Once I took Campbell seriously and decided to avoid "getting stuck in the metaphor" I was able to engage in these kind of enlightening discussions.


I'm sorry for this being out of context, but it is an example of what I am striving to accomplish with this blog. You can read the thread that my response started here.

2 comments:

Hollands Opus said...

Hi Ian
Intersting blog.

Don't you get the sense that Joseph Cambell sees himself as able to step outside the plethora of metaphors and individual belief systems, and claim to have the right meta-narrative; the meta narrative that we all may find the same truths if we can escape our own metaphor?

His initial claim though, does not seem to allow him room to do that, does it?

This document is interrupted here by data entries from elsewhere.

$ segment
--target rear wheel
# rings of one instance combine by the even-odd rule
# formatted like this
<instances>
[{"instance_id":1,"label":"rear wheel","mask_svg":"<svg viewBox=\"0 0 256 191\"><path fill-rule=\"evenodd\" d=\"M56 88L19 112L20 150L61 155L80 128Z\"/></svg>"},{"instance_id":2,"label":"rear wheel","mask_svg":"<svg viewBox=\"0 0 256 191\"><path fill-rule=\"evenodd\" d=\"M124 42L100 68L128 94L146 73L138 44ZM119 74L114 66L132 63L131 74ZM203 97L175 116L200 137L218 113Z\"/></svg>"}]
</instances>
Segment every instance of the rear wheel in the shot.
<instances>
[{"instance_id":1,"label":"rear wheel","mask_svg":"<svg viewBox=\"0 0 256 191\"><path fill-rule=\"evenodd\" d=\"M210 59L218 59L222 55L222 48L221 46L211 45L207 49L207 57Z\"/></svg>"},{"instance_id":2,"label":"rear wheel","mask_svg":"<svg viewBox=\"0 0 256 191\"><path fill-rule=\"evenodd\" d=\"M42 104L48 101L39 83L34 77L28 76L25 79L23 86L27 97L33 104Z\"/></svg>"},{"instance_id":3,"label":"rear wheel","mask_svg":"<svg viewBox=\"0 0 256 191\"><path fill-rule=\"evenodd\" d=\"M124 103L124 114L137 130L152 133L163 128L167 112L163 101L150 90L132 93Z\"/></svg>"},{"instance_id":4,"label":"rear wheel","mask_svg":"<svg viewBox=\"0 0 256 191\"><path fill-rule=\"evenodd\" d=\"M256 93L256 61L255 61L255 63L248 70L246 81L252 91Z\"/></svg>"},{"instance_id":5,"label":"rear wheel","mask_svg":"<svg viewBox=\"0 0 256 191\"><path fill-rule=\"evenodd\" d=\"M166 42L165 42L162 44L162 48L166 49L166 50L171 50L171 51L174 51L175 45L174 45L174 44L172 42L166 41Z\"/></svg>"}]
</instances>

Its kind of like the parable of the man in India who blindfolds all the men and has them touch a different part of an elephant, then asks them to describe what they are touching. The lesson supposedly being we all have part of the truth that makes up the whole truth. The irony though, is that he is not blindfolded and is able to describe in a way he would not allow others.

Do you think that is a fair critique of Joseph Campbell?

Culture Dove said...

Well HO,you found me quickly! Welcome to my forum, I'll try to be as gracious here as you are at yours.

What you are saying about Campbell is fair, but what I would suggest is that even if Campbell (as all of us)is one of the blind men then he is the one going about the room gathering the stories trying to find the common threads in order to create the meta-narrative. In other words I'm not certain that his claim is that he is able to "rise above" the systems and see the one true meta-narrative, but perhaps it is more that he is naming patterns by looking at the plethora of belief systems.